Szkło zamówiłem tylko przód Optiwhite, ponieważ rzez tył i prawą stroną nie będę zaglądał do środka, mam tam dwie ściany. Rozważałem lewą stronę Optiwhite, ale tu blisko będzie telewizor, więc postanowiłem okleić tą cześć, aby ryby nie stresowały się.

Znalazłem najtańsza ofertę na szkło na olx, ale trochę się bałem zamówić, bo czy najtańsze może być choć w średniej jakości?

Tu z pomocą znów przyszło Forum klubu malawi, znalazłem pozytywne opinie o tym producencie i zamówiłem akwarium.

Krok trzeci.

Producent pokrywy już wybrany, dogrywam szczegóły.

Założenia pokrywa czarny połysk.

Kolejne kroki.

Zamówić oświetlenie, tu wiem kto i co mi zrobi, ale muszę mieć pokrywę, żeby dograć szczegóły.

Zamówić filtr, pewnie fx z prefiltrem.

Zamówić grzałkę, przepływową.

I jeszcze wielo kolejnych kroków, będę je rozwijał, w miarę rozwoju sytuacji.

Wartość projektu.

Czasu nie liczę.

Stelaż 650zł

Szkło 760zł plus transport 50-150zl.

Edytowane przez Grzegorz78
  • Lubię to 5
Opublikowano (edytowane)

Dziś dostałem wycenę na pokrywę, razem  transportem 800zl, zamówię jak tylko ustalę mocowanie oświetlenia z "oświetleniowcem".

Edytowane przez Grzegorz78
Opublikowano

Kolejny etap, stanął w miejscu, czekam na proformę na zaliczkę na pokrywę, każdy dzień opóźnienia oddala start zbiornika.

Akwarystyka to sztuka cierpliwości.

Zamówiłem czarną okleinę na tył I boki za 48zl.

Przejżałem galerię ze zdjęciami zbiorników na forum i mam już w miarę sprecyzowaną wizję wnętrza, ale to oczywiście będzie wypadkową tego czego chcę i co dostanę w miejscowym składzie kamienia.

  • Lubię to 1
Opublikowano

Urobek dnia.

Fv pro forma opłacona na pokrywę. Czas realizacji około trzy tygodnie.

Piotr ślusarz, dzwonił w/s stelarza, że będzie szybciej.

Sebastian od szkła też dzwonił, że tnie szkło i będzie za ok 2 tygodnie.

Ja zamówiłem u Trzmiela matę pod akwarium za 30zł i grzałkę przepływową za 128zł.

Miałem chwilę dosłownie, żeby odwiedzić skład kamienia w mojej okololicy, niestety na miejscu nie było tego "czegoś" do mojego malawi.
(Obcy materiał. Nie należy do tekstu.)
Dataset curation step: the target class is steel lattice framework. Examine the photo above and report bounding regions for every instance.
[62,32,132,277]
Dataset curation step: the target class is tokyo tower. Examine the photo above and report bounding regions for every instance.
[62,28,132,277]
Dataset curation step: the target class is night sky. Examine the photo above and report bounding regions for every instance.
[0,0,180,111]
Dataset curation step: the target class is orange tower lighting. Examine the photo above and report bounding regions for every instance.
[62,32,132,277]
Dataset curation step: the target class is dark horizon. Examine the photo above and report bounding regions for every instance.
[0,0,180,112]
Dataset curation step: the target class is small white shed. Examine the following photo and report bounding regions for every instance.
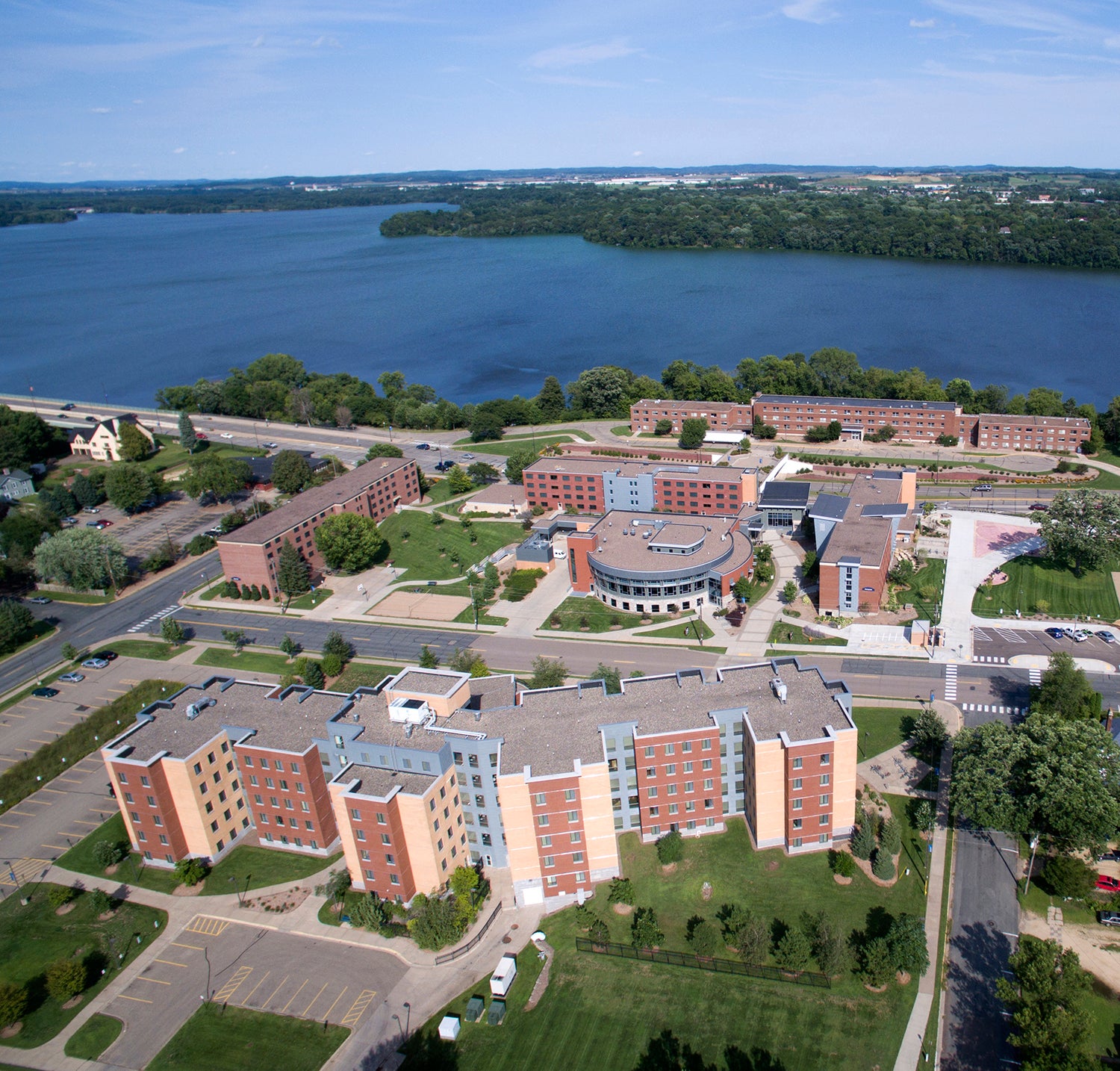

Wybiorę się tam na luzie, ponieważ już kupowałem tam i jak powiem czego chcę to może mi pomoże właściciel.

Opublikowano

Mam podłogę na drewnianych legarach, na żelbetonowym stropie, tu się nie boję o nośność, ale nie wiem co ile są legary i w jakim kierunku idą, na to jest położona plyta OSB i panele. 

Na takie info to i tak jestem ryzykant 😀.

Jak będę budował dom, to tylko dla jednego pokoju, w którym zmieści się dwa razy większe szkło.

  • Lubię to 1

Dołącz do dyskusji

Możesz dodać zawartość już teraz a zarejestrować się później. Jeśli posiadasz już konto, zaloguj się aby dodać zawartość za jego pomocą.
Uwaga: Twój wpis zanim będzie widoczny, będzie wymagał zatwierdzenia moderatora.

Gość
Dodaj odpowiedź do tematu...

×   Wklejono zawartość z formatowaniem.   Usuń formatowanie

  Dozwolonych jest tylko 75 emoji.

×   Odnośnik został automatycznie osadzony.   Przywróć wyświetlanie jako odnośnik

×   Przywrócono poprzednią zawartość.   Wyczyść edytor

×   Nie możesz bezpośrednio wkleić grafiki. Dodaj lub załącz grafiki z adresu URL.

  • Ostatnio przeglądający   0 użytkowników

    • Brak zarejestrowanych użytkowników przeglądających tę stronę.


  • Posty

    • Napięcie jak u S.  Kinga. Dobrze, że wszystko się poprostowało.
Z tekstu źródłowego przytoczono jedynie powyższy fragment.